“How do you know all this?”
“Went down to the gas station after dinner. Needed antifreeze for the truck. Ran into the sheriff. We talked for a couple of minutes. I was going to tell you in the morning.”
The thought of the poor runaway girl being swallowed up by the river sent a cold shiver down Jess’s spine.
Derek still held her hand. “What is it?”
“I almost drowned once on a shoot. It’s not a good way to die. Hate water stunts.”
His expression instantly flashed with anger. “Where the hell was Eliot?”
“It happened before Eliot. Wouldn’t have mattered anyway. The director changed the shoot at the last second. No time to prepare.” She shrugged. “They do that.”
“Can’t you protest?”
“Sure. I just won’t be called for the next job.”
Hollywood seemed a million miles away. Jess couldn’t take her eyes off the girls. Her heart bled. “What do they have in common?”
“Ages between sixteen and nineteen. Female. I can’t find anything else.”
“All from around Taylorville?”
He shook his head. “But within easy driving distance. Since Taylorville is at the meeting point of three counties, the cases fall under different police jurisdictions. That’s one of the reasons the police hadn’t made the connection.”
Jess rubbed the back of her neck with her free hand as she took in the newspaper cutouts and the jumble of Derek’s handwritten notes attached to them. He’d given this a lot of thought. He’d been investigating. He’d written a book to draw out the masked man.
The headache was barely there one second, then pounding hard at the base of her skull the next.
“I need to go home.” She pulled away from Derek and turned out of the room, yet the images remained seared on her brain: her own photo, and the faces of the dead girls.
Derek followed her down the stairs. “Why don’t you stay?”

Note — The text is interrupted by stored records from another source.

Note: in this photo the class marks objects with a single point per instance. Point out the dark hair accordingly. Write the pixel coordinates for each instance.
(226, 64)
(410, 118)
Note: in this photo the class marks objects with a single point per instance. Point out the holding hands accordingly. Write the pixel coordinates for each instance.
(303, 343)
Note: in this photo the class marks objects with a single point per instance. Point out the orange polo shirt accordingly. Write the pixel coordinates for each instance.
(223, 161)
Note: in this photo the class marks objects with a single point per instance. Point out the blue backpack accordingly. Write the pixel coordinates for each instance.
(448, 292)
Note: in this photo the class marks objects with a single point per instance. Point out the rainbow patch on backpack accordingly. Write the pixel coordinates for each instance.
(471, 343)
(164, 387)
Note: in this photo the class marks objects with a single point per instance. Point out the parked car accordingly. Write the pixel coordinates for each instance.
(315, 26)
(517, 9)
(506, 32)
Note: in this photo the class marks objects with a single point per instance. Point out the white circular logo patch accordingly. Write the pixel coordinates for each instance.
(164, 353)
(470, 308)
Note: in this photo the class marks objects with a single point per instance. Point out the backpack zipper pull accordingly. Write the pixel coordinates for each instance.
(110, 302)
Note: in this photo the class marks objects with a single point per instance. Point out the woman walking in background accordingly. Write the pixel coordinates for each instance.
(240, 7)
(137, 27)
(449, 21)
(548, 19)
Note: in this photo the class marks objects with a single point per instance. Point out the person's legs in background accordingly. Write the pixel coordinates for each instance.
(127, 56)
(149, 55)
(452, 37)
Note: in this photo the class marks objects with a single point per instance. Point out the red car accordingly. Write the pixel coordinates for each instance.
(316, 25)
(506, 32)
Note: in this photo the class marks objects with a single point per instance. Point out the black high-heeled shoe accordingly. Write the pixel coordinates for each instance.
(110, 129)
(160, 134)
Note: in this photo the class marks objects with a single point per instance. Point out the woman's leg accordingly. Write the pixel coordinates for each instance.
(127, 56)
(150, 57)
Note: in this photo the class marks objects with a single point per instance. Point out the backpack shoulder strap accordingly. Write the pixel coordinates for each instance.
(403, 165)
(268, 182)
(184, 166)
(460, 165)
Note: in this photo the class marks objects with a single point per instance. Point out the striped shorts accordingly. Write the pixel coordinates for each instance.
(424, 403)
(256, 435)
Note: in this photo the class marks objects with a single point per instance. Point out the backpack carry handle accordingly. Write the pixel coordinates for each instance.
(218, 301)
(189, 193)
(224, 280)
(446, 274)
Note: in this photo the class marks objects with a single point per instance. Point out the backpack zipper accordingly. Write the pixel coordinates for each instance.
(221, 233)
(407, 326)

She stilled and looked at him, trying to figure out exactly what he meant by that, trying to figure out how she felt if he meant more than a friendly offer. Because ... they’d kissed. And he was looking at her as if he wanted to draw her into his arms and kiss her again, right now. She, however, was definitely not in the right frame of mind for—
“Sleep in the guest bedroom,” he said.
OK, not more than a friendly offer, then. But she still couldn’t stay. Jess headed for the front door, but stopped with her hand on the doorknob. “Zelda would worry if she couldn’t find me when she woke up.”
“Then text me when you get in.”
She nodded. “Do you think he’s hunting?”
She didn’t have to tell Derek who she meant.

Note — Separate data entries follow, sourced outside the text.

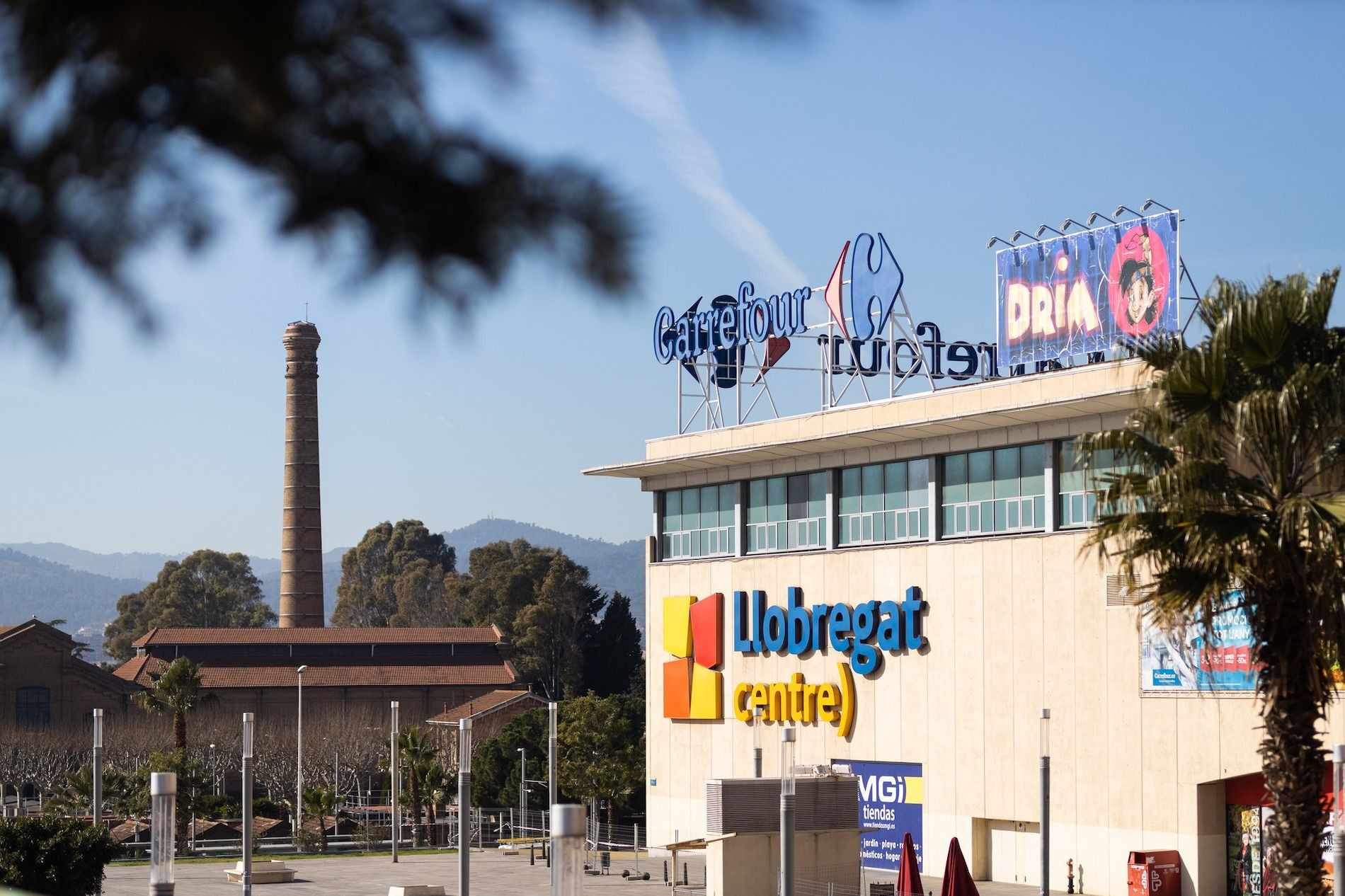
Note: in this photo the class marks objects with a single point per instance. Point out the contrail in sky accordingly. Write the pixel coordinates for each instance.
(634, 71)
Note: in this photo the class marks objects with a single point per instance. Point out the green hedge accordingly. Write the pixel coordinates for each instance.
(55, 856)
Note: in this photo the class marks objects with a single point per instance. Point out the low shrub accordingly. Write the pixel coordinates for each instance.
(57, 856)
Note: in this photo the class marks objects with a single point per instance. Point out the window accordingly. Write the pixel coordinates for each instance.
(992, 491)
(699, 522)
(1080, 486)
(787, 513)
(884, 502)
(33, 706)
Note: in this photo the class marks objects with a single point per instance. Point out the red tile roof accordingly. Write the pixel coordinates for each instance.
(484, 704)
(457, 636)
(241, 673)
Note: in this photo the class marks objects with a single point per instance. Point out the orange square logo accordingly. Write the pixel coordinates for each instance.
(693, 634)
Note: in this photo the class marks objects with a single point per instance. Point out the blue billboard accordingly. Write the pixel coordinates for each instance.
(891, 805)
(1087, 291)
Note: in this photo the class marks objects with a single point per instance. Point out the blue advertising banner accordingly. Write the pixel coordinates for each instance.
(892, 802)
(1189, 661)
(1089, 289)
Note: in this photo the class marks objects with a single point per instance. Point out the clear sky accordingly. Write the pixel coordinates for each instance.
(748, 158)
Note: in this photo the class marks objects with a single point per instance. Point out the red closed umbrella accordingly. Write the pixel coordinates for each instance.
(956, 878)
(908, 873)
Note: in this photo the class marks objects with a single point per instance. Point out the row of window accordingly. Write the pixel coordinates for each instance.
(1000, 490)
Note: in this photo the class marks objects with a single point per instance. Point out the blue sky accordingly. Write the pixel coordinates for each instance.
(748, 158)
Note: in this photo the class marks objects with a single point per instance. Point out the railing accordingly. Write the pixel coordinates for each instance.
(789, 534)
(716, 541)
(995, 515)
(886, 527)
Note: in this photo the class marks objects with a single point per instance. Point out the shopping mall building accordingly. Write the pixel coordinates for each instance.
(907, 583)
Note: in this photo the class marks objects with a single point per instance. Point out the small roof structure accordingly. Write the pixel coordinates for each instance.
(484, 706)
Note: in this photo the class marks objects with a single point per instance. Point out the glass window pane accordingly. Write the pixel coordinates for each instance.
(895, 485)
(672, 510)
(711, 506)
(1007, 473)
(850, 490)
(1071, 467)
(954, 479)
(777, 506)
(872, 479)
(1034, 470)
(818, 494)
(980, 475)
(798, 488)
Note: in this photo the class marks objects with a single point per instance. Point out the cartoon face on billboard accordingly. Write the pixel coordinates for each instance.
(1138, 280)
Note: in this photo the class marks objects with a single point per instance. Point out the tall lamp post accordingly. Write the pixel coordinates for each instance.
(464, 800)
(1339, 818)
(299, 763)
(1046, 800)
(246, 808)
(756, 739)
(787, 812)
(97, 767)
(394, 778)
(163, 806)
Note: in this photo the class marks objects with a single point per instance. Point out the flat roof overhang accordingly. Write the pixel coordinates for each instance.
(1104, 388)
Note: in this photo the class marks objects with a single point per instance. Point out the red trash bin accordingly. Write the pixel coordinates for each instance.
(1156, 872)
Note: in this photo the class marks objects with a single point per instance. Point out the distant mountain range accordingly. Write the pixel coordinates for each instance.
(52, 580)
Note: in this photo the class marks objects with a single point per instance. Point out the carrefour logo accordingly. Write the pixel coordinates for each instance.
(693, 633)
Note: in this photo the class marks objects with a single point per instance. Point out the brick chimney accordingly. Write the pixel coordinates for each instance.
(302, 518)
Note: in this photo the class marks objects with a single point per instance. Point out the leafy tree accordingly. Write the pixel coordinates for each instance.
(600, 742)
(612, 658)
(496, 762)
(542, 602)
(387, 560)
(57, 856)
(1239, 451)
(176, 689)
(205, 590)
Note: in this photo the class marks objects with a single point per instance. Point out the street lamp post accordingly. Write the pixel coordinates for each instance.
(464, 800)
(163, 806)
(246, 808)
(1046, 800)
(97, 767)
(522, 791)
(299, 762)
(756, 739)
(393, 779)
(787, 812)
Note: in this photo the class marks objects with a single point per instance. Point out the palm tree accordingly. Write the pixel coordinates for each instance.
(417, 755)
(1237, 464)
(321, 803)
(176, 689)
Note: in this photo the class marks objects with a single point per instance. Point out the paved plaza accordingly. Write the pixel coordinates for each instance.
(493, 875)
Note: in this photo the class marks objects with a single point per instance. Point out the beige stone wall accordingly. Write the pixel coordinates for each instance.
(1014, 624)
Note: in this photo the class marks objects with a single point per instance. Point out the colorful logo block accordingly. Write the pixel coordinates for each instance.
(693, 633)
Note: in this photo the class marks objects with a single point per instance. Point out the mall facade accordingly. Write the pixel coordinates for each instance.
(907, 583)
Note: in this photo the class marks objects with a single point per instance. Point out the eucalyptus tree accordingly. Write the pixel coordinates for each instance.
(1235, 483)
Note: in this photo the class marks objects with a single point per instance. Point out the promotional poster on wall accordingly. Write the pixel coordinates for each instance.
(891, 805)
(1188, 661)
(1089, 291)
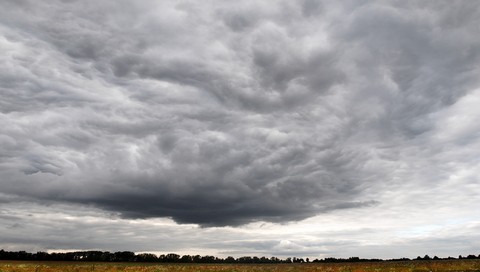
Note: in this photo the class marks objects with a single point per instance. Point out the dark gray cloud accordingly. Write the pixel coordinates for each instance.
(222, 113)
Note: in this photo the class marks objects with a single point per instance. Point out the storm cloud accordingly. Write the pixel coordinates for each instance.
(221, 114)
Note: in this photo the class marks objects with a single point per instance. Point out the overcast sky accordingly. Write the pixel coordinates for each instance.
(270, 128)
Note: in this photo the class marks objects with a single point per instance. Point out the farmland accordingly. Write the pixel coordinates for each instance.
(401, 266)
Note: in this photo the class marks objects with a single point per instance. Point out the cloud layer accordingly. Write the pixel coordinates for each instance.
(222, 113)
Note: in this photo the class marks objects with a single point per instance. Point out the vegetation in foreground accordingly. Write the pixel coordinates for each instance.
(391, 266)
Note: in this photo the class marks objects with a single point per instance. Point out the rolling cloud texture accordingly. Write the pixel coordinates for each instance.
(223, 113)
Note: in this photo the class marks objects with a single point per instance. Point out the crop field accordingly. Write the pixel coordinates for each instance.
(403, 266)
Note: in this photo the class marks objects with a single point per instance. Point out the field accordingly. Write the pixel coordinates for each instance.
(403, 266)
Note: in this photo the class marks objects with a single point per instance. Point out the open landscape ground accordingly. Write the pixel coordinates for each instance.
(403, 266)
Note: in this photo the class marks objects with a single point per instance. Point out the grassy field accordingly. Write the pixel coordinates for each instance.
(404, 266)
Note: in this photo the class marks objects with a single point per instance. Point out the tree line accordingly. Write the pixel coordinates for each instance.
(128, 256)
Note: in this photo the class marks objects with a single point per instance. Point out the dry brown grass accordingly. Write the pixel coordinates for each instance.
(404, 266)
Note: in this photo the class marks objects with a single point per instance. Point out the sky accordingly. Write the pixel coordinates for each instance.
(241, 128)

“Probably not. He’s just taken Hannah. He’s never taken girls back-to-back.”
“But you provoked him.”
“That should make him lash out atme.”
Jess hated that idea with a passion. “Now that the police have some of Hannah’s bones, they’ll be looking for her killer. Maybe they’ll find him.”
“Maybe. The cops were all over the woods when I went for my walk this morning.”
“And?”
“The cadaver dogs found a few more bone fragments, all spread out. Hell, any remains might be spread out over a thousand acres. What evidence they have will be sent off for further analysis, but the results will take a couple of days.”